Stay clear of the modern crap.


----------



## squareleg (Mar 6, 2008)

Hey, Mike - me too: it's the only Rolex for me. But I'm confused now. Maybe I'll have a serious look at the Omega Railmaster now (similar sort of styling but a shade larger in diameter, I think) and save myself a grand! That is until someone opens one of those up and discovers a movement that came in a Christmas cracker. It's disappointing, isn't it? :huh:


----------



## media_mute (Apr 30, 2006)

hello guys, not to rock the boat or nuffink, but the article is on timezone. if we can have ebay links, wassa problem with timezone  ? I remain, your loving co forum dweller


----------



## Greg (Mar 29, 2008)

media_mute said:


> hello guys, not to rock the boat or nuffink, but the article is on timezone. if we can have ebay links, wassa problem with timezone  ? I remain, your loving co forum dweller


I think it's because T*******  has a competing forum.


----------



## Griff (Feb 23, 2003)

Not again!!!

Isn't removing the link a bit bloody OTT!!!


----------



## media_mute (Apr 30, 2006)

Griff said:


> Not again!!!
> 
> Isn't removing the link a bit bloody OTT!!!


 OTT- off the toast? methinks not ol' chum- I'm heading up to les kitchens right now :tongue2:


----------



## Dave ME (May 7, 2005)

Been a while since I read that, it does the rounds every now and again. From memory, doesn't it just say that the movement looks a bit rough and read?

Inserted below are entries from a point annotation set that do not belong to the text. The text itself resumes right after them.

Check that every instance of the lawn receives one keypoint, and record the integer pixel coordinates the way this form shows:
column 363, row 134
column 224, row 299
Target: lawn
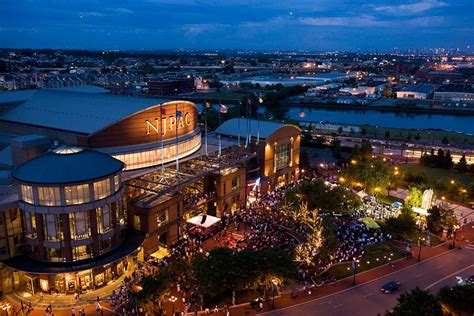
column 432, row 136
column 388, row 199
column 232, row 96
column 433, row 175
column 375, row 256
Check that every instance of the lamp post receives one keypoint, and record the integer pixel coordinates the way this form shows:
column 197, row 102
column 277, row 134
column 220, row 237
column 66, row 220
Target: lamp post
column 463, row 193
column 354, row 268
column 173, row 299
column 455, row 230
column 273, row 281
column 420, row 244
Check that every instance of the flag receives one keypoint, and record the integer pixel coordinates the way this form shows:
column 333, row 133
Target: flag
column 223, row 108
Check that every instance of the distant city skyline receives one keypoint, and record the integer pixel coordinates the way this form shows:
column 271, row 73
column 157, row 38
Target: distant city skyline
column 317, row 25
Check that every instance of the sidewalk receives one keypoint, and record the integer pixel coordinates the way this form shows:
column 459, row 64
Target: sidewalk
column 65, row 302
column 464, row 237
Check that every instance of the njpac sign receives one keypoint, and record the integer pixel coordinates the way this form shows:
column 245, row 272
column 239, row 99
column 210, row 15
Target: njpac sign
column 168, row 123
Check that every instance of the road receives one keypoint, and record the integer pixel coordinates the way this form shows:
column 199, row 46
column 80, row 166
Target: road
column 465, row 215
column 366, row 299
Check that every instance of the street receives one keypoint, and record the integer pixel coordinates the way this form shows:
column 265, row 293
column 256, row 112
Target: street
column 366, row 299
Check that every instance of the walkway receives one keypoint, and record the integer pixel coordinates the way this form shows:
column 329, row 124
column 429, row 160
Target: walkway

It's not in a watch with a display back, who cares what it looks like? It works, which is the main point.

(Understand why the link was taken, though. Forum rules say no links to anywhere with a forum, and TZ does rather count on that front...)


----------



## jasonm (Nov 22, 2003)

Griff said:


> Not again!!!
> 
> Isn't removing the link a bit bloody OTT!!!


Come off it Griff, links have been removed as per the rules since theis forum began, its nothing new....

Its Roys Forum, its his rules....


----------



## BondandBigM (Apr 4, 2007)

Greg said:


> largely because it's so dispassionate and logical.


Strictly speaking not true, he has given no documented evidence other than saying it is worse than cheaper ones he has seen, an opinion and only that. You need to provide a standard to gauge it against and he hasn't.

If I have a widget and I say it's an 1/8th short and a foot to wide and according to BS EN 10000 yada yada it's A - to big B - to rough or whatever you don't need to believe me, you can pop down to you local liberary, look up the relevent document and check out if that is correct or not.

Some of the pictures have obviously been taken at quite a high magnification and probably not with a normal camera, I could show you what on the face of things looks like a perfectly polished componant to the naked eye or even a decent loop but under magnification of say even X25 would look decidedly rough. How do you know that the watch he used had not been worked on by persons other than ROLEX ???

I would like to see some parts of other "cheap" watches before I took his comments as read.


----------



## Greg (Mar 29, 2008)

His killer point is this:

"The cost-efficient engineering of the movement is not remotely reflected in its price; and the extreme ease of service is not reflected in routine service costs provided by the manufacturer."

The fundamental problem is Rolex have produced a cheaper timepiece but not passed those savings on to Joe Punter. Forget the quibbles about finishing et al - for me the bottom line is that. If I may depart in to cars for an example, it's like Jaguar releasing their X-Type but pricing it the same as the XJ saloons. Except they wouldn't get away with that because everyone would buy a BMW 3-series instead. Rolex seemingly are getting away with it, I guess because no other brand with their prestige is really in that space?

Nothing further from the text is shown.